Here in Sweden, exercising minimum 30 min per day (meaning doing something with a higher pulse) through chemo was highly recommended.
I hope I can continue to train until the end (5 more weeks of paclitaxel is nothing goes wrong). But I know it is not possible for all of us and it might not be possible for me either, when the pain and the discomfort is getting too strong.
Keep moving, keep strong.
Lot of energy to you all - and it is Friday!
You wrote precisely how I feel. Thank you for sharing it.
I feel myself lucky in many ways because I have not experienced much discomfort or pain and I am still able to train a bit.
But, I am exhausted of pretending that I am fine.
- Fine physically and capable of doing everything as usual,
- Fine with how I look. I look like an overweigh baby yoda: bald, wrinkle, looking old with a younger face, almost greenish in my face from the lack of sleep
- Fine with having embarrassing hot flushes leaving me like a sweaty baby yoda 😅(just watch the new season of the Mandalorian - I might just be part of the cast 😀)
- Fine with the looks of strangers wondering what on earth is wrong with me
- Fine when people I know don't recognise me because of the way I look
- Fine mentally because I would tell anyone what is my head, they would freak out (I freak myself out with some of my own dark thoughts)
- Fine with all the good advice I received from well-intentioned people and friends about this wonderful mushroom they read about and that boost your immune system (and themselves won't get vaccinated)

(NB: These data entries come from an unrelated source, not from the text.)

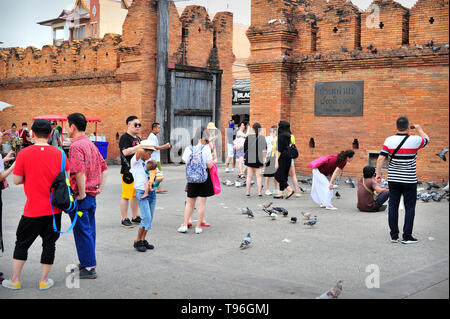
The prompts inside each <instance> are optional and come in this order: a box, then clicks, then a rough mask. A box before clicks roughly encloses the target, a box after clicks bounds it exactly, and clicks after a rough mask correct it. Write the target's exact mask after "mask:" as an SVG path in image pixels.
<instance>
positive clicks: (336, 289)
mask: <svg viewBox="0 0 450 319" xmlns="http://www.w3.org/2000/svg"><path fill="white" fill-rule="evenodd" d="M342 283H343V281H342V280H339V281H338V282H337V283H336V285H335V286H334V287H332V288H330V289H329V290H328V291H327V292H324V293H323V294H322V295H321V296H319V297H317V298H316V299H337V298H338V296H339V295H340V294H341V292H342Z"/></svg>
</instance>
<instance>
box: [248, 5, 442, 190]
mask: <svg viewBox="0 0 450 319" xmlns="http://www.w3.org/2000/svg"><path fill="white" fill-rule="evenodd" d="M373 4H374V5H376V6H377V7H375V11H372V9H373V8H374V6H372V7H369V8H368V9H367V10H366V11H361V10H360V9H358V8H357V7H355V6H353V5H352V4H351V3H349V2H346V1H341V0H331V1H328V3H324V2H323V1H313V0H312V1H296V3H293V1H286V0H253V1H252V10H254V11H255V12H252V25H251V26H250V28H249V30H248V32H247V36H248V38H249V40H250V43H251V56H250V58H249V60H248V67H249V71H250V78H251V92H252V99H251V105H250V119H251V122H260V123H261V124H262V126H263V127H265V128H266V129H268V128H270V126H272V125H274V124H277V123H278V121H279V120H288V121H290V122H291V127H292V130H293V133H294V135H295V136H296V140H297V143H298V145H297V146H298V148H299V150H300V157H299V158H298V159H297V160H296V168H297V170H298V172H299V173H302V174H311V172H310V169H308V168H307V163H308V162H310V161H311V160H313V159H315V158H317V157H319V156H322V155H326V154H331V153H337V152H339V151H341V150H345V149H352V147H353V145H352V143H353V141H354V139H357V140H358V142H359V149H355V152H356V155H355V159H354V161H352V163H351V164H350V165H348V167H346V169H345V174H348V175H350V176H360V175H361V171H362V168H363V167H364V166H365V165H367V163H368V154H369V153H370V152H375V153H377V152H379V151H380V149H381V146H382V144H383V142H384V140H385V138H386V137H387V136H389V135H391V134H394V133H395V121H396V119H397V117H399V116H402V115H406V116H408V117H409V119H410V121H411V122H412V123H415V122H416V123H417V124H421V125H422V126H423V128H424V130H425V132H427V133H428V134H429V136H430V139H431V143H430V145H429V146H428V147H427V148H426V149H424V150H422V151H421V152H420V155H419V158H418V165H417V167H418V174H419V179H421V180H435V181H439V182H440V181H441V179H445V180H448V173H449V167H448V164H447V163H446V162H443V161H442V160H441V159H440V158H438V157H437V156H436V155H435V154H436V153H438V152H439V151H440V150H441V149H442V148H444V147H448V145H449V136H448V135H449V122H448V116H449V102H448V99H449V78H448V76H449V72H448V54H449V50H448V48H446V47H445V46H444V44H447V43H448V24H447V23H448V1H427V0H419V1H418V2H417V3H416V5H415V6H414V7H413V8H411V10H409V9H407V8H404V7H403V6H401V5H400V4H398V3H396V2H394V1H392V0H375V1H374V2H373ZM377 10H378V11H377ZM374 12H377V13H378V16H377V17H376V19H373V20H371V18H373V16H371V15H372V14H374ZM275 13H279V15H280V16H281V15H282V17H283V18H284V19H286V21H287V23H286V24H276V23H275V24H273V25H271V24H268V22H267V21H266V20H267V18H268V17H269V16H273V15H274V14H275ZM261 17H263V18H261ZM359 17H360V18H359ZM430 17H433V18H434V22H433V23H432V24H431V23H430V22H429V19H430ZM444 19H446V20H445V21H447V22H446V23H444V22H443V21H444ZM374 21H375V22H376V25H375V24H374ZM380 23H382V24H381V26H380ZM334 27H336V28H337V30H336V32H334V31H333V29H334ZM429 40H433V41H434V45H435V47H439V49H438V50H437V51H433V50H432V48H430V47H426V46H424V44H425V43H428V42H429ZM414 42H415V43H417V44H421V45H422V46H424V47H423V48H422V47H417V46H416V45H414ZM371 44H372V50H370V49H368V47H369V46H370V45H371ZM342 46H345V47H346V48H347V49H348V52H343V51H342V48H341V47H342ZM359 46H361V47H359ZM286 49H287V50H288V53H290V55H289V56H285V57H284V59H282V58H281V56H280V55H281V53H284V52H285V50H286ZM373 49H376V50H373ZM331 81H364V110H363V116H357V117H329V116H326V117H319V116H315V115H314V86H315V83H316V82H331ZM310 138H314V141H315V148H310V147H309V141H310Z"/></svg>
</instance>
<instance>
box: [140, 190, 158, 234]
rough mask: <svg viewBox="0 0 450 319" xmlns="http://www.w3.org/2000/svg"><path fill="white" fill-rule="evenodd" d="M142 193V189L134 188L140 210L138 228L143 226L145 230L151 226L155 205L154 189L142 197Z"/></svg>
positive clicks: (154, 196)
mask: <svg viewBox="0 0 450 319" xmlns="http://www.w3.org/2000/svg"><path fill="white" fill-rule="evenodd" d="M143 194H144V191H143V190H140V189H137V190H136V198H137V200H138V204H139V209H140V211H141V216H142V217H141V218H142V220H141V224H140V225H139V228H145V230H150V229H151V228H152V222H153V214H154V213H155V206H156V191H151V192H148V196H147V197H146V198H144V199H142V198H141V197H142V195H143Z"/></svg>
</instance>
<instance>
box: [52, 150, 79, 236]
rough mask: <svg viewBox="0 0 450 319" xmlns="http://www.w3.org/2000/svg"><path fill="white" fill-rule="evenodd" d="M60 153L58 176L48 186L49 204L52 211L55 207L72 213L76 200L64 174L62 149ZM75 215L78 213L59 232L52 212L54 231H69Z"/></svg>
mask: <svg viewBox="0 0 450 319" xmlns="http://www.w3.org/2000/svg"><path fill="white" fill-rule="evenodd" d="M61 153H62V160H61V171H60V172H59V174H58V176H56V178H55V180H54V181H53V183H52V185H51V186H50V204H51V206H52V213H53V207H57V208H59V209H61V210H63V211H65V212H66V213H74V212H77V200H76V199H75V196H74V192H73V190H72V188H71V187H70V181H69V178H68V177H67V174H66V154H65V153H64V151H63V150H61ZM77 216H78V213H77V214H75V218H74V220H73V222H72V225H71V226H70V228H69V229H68V230H67V231H65V232H61V231H58V229H57V228H56V223H55V215H54V214H53V229H54V231H55V232H57V233H60V234H63V233H67V232H69V231H71V230H72V229H73V227H74V226H75V223H76V221H77Z"/></svg>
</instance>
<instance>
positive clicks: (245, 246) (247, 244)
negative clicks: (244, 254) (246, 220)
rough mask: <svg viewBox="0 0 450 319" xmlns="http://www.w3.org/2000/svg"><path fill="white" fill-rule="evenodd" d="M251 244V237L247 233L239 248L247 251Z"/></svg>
mask: <svg viewBox="0 0 450 319" xmlns="http://www.w3.org/2000/svg"><path fill="white" fill-rule="evenodd" d="M251 243H252V237H251V236H250V233H248V234H247V236H246V237H245V238H244V239H243V240H242V243H241V245H240V246H239V248H240V249H247V248H248V247H249V246H250V244H251Z"/></svg>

- Fine with the cheering up that it is only one week delay when you have gone for months of treatment
- Fine with arguing with friends about the reason to take the COVID-19 vaccine or why the pandemic is not over and I still need to be careful and can't meet indoors
- etc the list is long
This say I am so happy for you that you have done your last chemo. You have been a support to all of us and your incredible positive attitude has helped me a lot. You always have the right the words and advice. You are an inspiration. I am forever grateful to have met you on this forum.
I am glad that you will continue to check on us once in a while.
Lots of love to you and enjoy the freedom of being PICC line free.
Good luck today for your MRI and I hope you can manage the aches.
Sometimes, I think it might be could to let go what we have in our chest and and tell what we have in our minds. We are always so careful to protect everyone else from the discomfort of the disease. Sometimes we should just say it as it is, no matter the discomfort because this is the reality of our lives. It takes so much energy to keep the smile on and pretend we are OK. Even if we are OK physically, because we are lucky enough to not experience side effects, mentally we can be a wreck.